Les réfugiés
Par Geros Albreigh
L’odeur de la baie s’infiltrait entre les pierres de la cave, odeur de sel et de pourriture saumurée. La cave elle-même possédait ses propres odeurs : celles du vin transformé en vinaigre et de la moisissure se mélangeaient aux arômes plus exotiques des herbes que les guérisseurs avaient apportées avec eux pour prendre soin des blessés. Plus de cinquante personnes s’entassaient dans la vaste pièce au sol de terre battue, autrefois entrepôt abandonné pour la maison de passe située au-dessus. Les grognements et les pleurs avaient cessé à présent, et tout était calme, comme si l’hospice de fortune s’était transformé en une immense tombe.
- Mère, chuchota un petit garçon rougegarde. Qu’est-ce que c’était ?
La mère de l’enfant s’apprêtait à lui répondre lorsqu’un nouveau grondement retentit à l’extérieur, de plus en plus fort, comme si une bête énorme mais incorporelle était entrée dans la cave. Les murs tremblèrent et une pluie de poussière s’abattit depuis le plafond.
Contrairement à la fois précédente, personne ne cria. Ils attendirent que le bruit étrange et inquiétant soit passé, remplacé par le vacarme atténué de la bataille, au loin.
Un soldat blessé récita à mi-voix une prière de Mara pour les condamnés.
- Mankar, siffla une femme bosmer pelotonnée sur un lit de camp, les yeux brillants de fièvre, la peau pâle et moite. Il arrive !
- Qui arrive ? demanda le garçon en agrippant avec force la jupe de sa mère.
- Qui crois-tu, gamin ? Le marchand de friandises ? grogna un vieux guerrier rougegarde. L’usurpateur camoréen, voilà qui.
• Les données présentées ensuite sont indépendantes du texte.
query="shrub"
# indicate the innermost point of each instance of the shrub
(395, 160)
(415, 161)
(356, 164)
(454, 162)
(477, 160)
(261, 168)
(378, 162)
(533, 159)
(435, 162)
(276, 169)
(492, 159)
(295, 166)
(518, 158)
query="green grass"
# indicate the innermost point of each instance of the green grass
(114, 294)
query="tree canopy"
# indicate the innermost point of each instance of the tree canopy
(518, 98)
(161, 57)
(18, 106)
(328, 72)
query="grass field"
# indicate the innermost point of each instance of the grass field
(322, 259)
La mère du garçon décocha un regard noir au guerrier.
- Elle ne sait pas ce qu’elle dit. Elle est malade, répondit-elle à son fils.
L’enfant hocha la tête. Sa mère avait généralement raison.
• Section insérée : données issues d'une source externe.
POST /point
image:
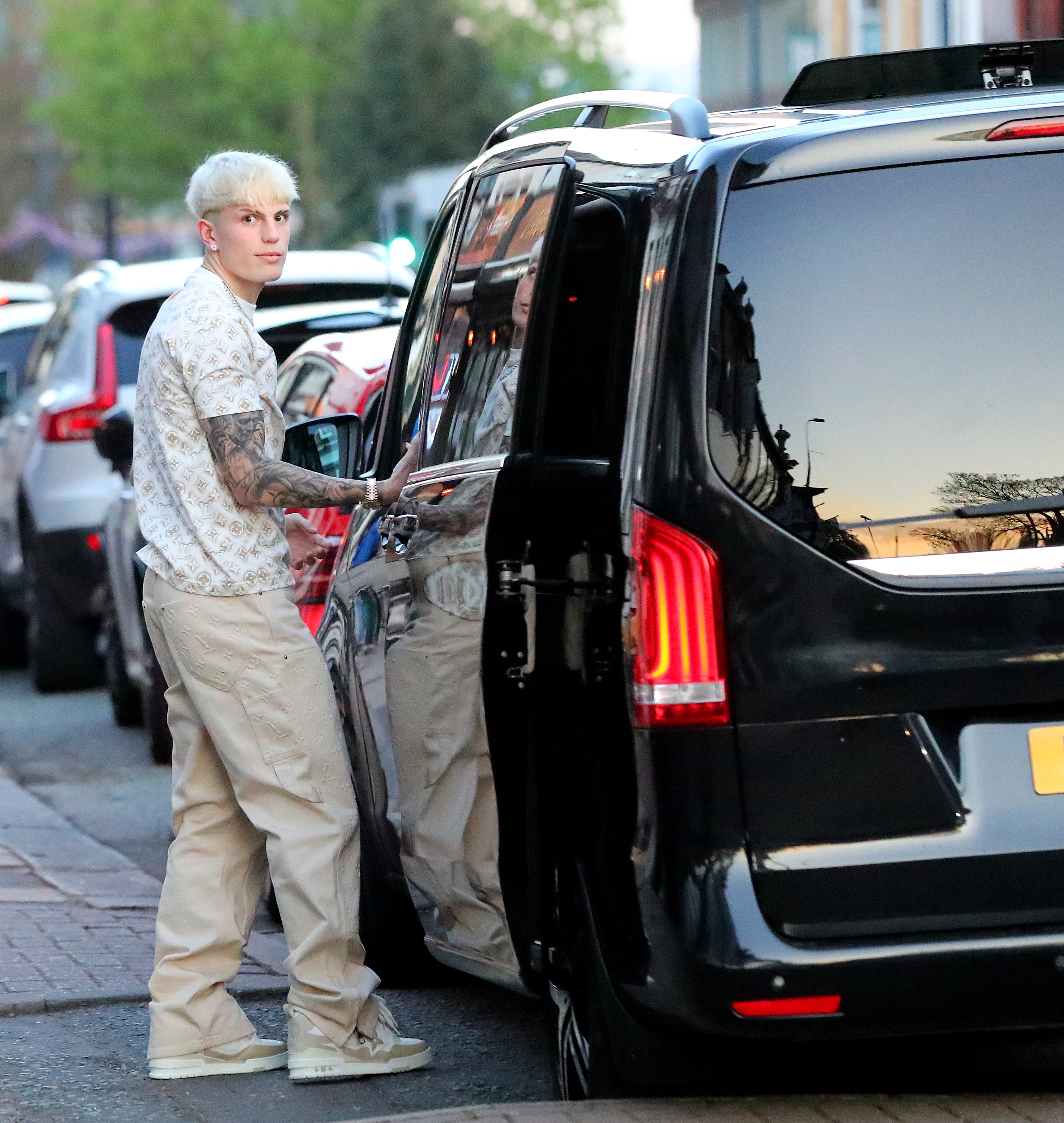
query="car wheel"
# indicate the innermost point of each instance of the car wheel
(13, 637)
(125, 693)
(62, 649)
(153, 701)
(584, 1062)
Il n’était pas encore né quand les gens s’étaient mis à murmurer que l’usurpateur camoréen était en route vers son petit village. Elle avait empaqueté leurs possessions pour s’enfuir. Ses voisins s’étaient moqués d’elle, racontait-elle, en affirmant que Rihad et Taneth le vaincraient facilement. Son mari, le père de Lukar, qu’il ne rencontrerait jamais, s’était ri d’elle lui aussi. C’était l’époque des moissons et elle allait manquer les festivités. Mais sa mère, Miak-I, avait raison. Deux semaines après avoir fui le village, elle entendit raconter que celui-ci avait été rasé durant la nuit, ne laissant aucun survivant. Rihad et Taneth étaient tombés tous les deux. Rien n’arrêtait l’usurpateur.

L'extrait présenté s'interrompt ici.